Often, the PDF is derived from the cumulative distribution function (CDF), which represents the cumulative probability up to a certain point. For example, if you're looking at cost overruns like in the exercise, you can see how frequently certain levels of overruns occur by examining the PDF. Imagine the plotted CDF, then the PDF would be its slope at any given point, showing how quickly the cumulative probability is changing.

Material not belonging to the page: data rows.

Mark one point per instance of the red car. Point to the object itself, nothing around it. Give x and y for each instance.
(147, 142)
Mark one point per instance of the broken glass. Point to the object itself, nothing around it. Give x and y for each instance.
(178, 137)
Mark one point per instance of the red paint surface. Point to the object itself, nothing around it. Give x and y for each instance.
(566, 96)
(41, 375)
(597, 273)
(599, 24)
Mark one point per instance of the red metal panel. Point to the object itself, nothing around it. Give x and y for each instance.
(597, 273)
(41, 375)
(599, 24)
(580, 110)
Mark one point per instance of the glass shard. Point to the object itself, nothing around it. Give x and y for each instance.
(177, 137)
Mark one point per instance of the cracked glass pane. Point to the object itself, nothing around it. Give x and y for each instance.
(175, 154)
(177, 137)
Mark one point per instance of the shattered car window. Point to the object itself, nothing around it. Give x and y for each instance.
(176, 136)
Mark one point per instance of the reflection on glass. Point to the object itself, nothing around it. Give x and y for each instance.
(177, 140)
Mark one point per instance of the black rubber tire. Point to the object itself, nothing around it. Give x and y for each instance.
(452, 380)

  • The PDF helps identify the most likely value or range and where the density is higher.
  • This can indicate where the cost overruns are concentrated or most probable.
  • The peak of the PDF shows the most likely or frequent outcome in your data set.
Cost Overrun Analysis
Cost overrun analysis is a method used to assess the extent to which a project's costs exceed its budgeted or expected expenditures. It is an important concept in project management, particularly in sectors like construction, defense, and IT, where budgets can often balloon unexpectedly.

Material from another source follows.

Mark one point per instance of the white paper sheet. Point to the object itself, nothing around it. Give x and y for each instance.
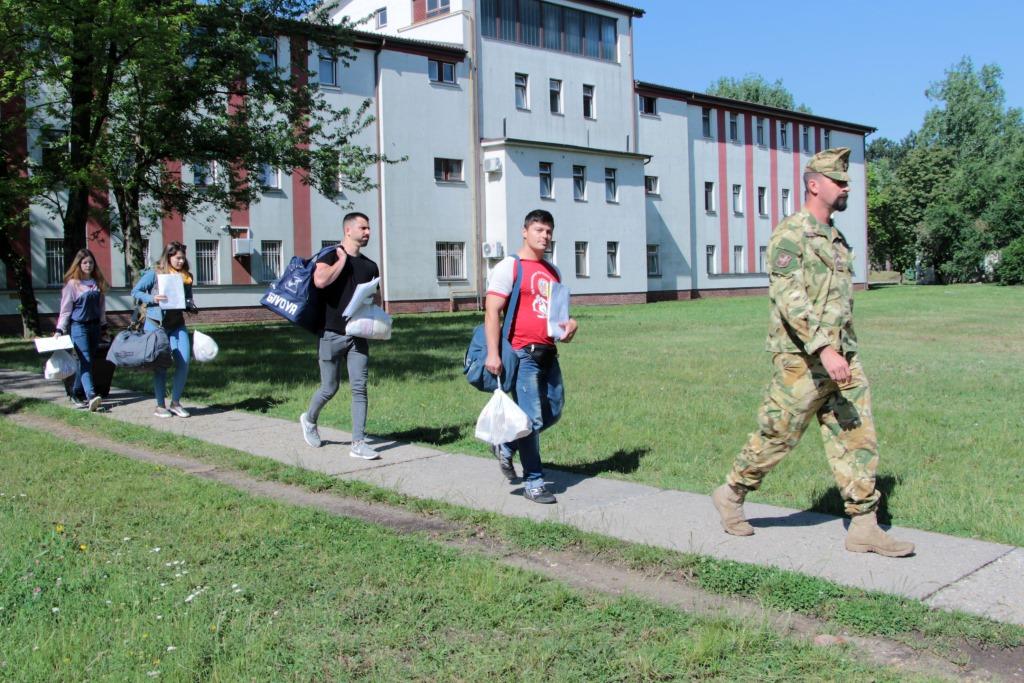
(171, 286)
(364, 293)
(47, 344)
(558, 309)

The exercise provided involves understanding the extent of cost overruns in defense contracts, using data to evaluate the empirical cumulative distribution function for these overruns.
This analysis involves plotting data which reflects the fractions of projects with cost overruns up to certain percentages. It essentially reveals how frequent different levels of overruns are. This assists stakeholders in identifying the expected range of overruns and preparing better for future budgets.
  • By analyzing the CDF, you get a visual representation of cumulative probabilities for different overrun thresholds.
  • Understanding these patterns can aid in predicting potential financial impacts and setting aside contingency reserves.
  • Cost overrun analysis helps recognize trends that might need corrective actions.
Cumulative Probability
Cumulative Probability is a key concept when dealing with probability distributions, especially in continuous settings. It is represented by the cumulative distribution function (CDF), which indicates the probability that a random variable takes on a value less than or equal to a specific value.
In the context of the exercise, the CDF was used to depict the probability of cost overruns being less than or equal to particular percentages. For instance, a CDF value of 0.50 at 20% indicates that 50% of the projects incurred costs over 20%.
Using the CDF, one can easily extract useful probability information for decision-making and risk assessment.
  • Cumulative probability helps to understand the likelihood of different scenarios within a cost overrun context.
  • It provides a comprehensive view of how likely it is for projects to adhere to budget limits.
  • The CDF values can also be used to determine probabilities for ranges, identifying sections of particular interest or concern.
Understanding cumulative probability in such scenarios aids in making data-driven decisions, better resource allocation, and improved risk management strategies.